In honor of President's Day and all the work you're currently not doing, I recommend that you read this rather luxurious essay that examines David Foster Wallace's successful career as a journalist—arguably in the vein of Hunter S. Thompson—as opposed to just a universally revered fiction writer.

Via Salon.com:


In his nonfiction, Wallace most closely resembled another writer before him, a man who was also considered something other than a journalist: Hunter S. Thompson. Both writers took reportage a step further than the literary techniques of Gay Talese, Joan Didion and the New Journalism.

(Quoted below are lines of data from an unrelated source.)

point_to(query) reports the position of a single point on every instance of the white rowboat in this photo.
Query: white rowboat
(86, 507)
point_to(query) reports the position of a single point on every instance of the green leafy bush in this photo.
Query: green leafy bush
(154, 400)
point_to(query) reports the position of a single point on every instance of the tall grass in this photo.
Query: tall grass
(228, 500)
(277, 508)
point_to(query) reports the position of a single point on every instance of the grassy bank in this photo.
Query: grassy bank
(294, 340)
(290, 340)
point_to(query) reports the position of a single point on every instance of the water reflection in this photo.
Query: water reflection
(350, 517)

Yes, both Thompson and Wallace shirked objectivity, happily injecting their own commentary and asides into factual reportage, but today scores of journalists reject objectivity (Rolling Stone’s Matt Taibbi, Esquire’s Tom Junod or, to a lesser extent, Jon Krakauer, who certainly makes his own views clear by the end of “Where Men Win Glory”).
What Thompson did differently that Wallace emulated (consciously or not) is more about a slippery definition of honesty and truth. An essay Wallace wrote about attending the Adult Video News (AVN) Awards opened the collection “Consider the Lobster.” It’s a rollicking tour in which the author plays representative for the reader’s disgust and fascination (when a girl meets Wallace and brags about small valves in her new breast implants that allow her to adjust the size of the breasts by adding or draining fluid, she raises her arms to show him and Wallace can only write, “There really are what appear to be valves”).

It's a fascinating read that prompted me to remember some of my favorite DFW essays, and just in time: tomorrow would've been Wallace's 50th birthday.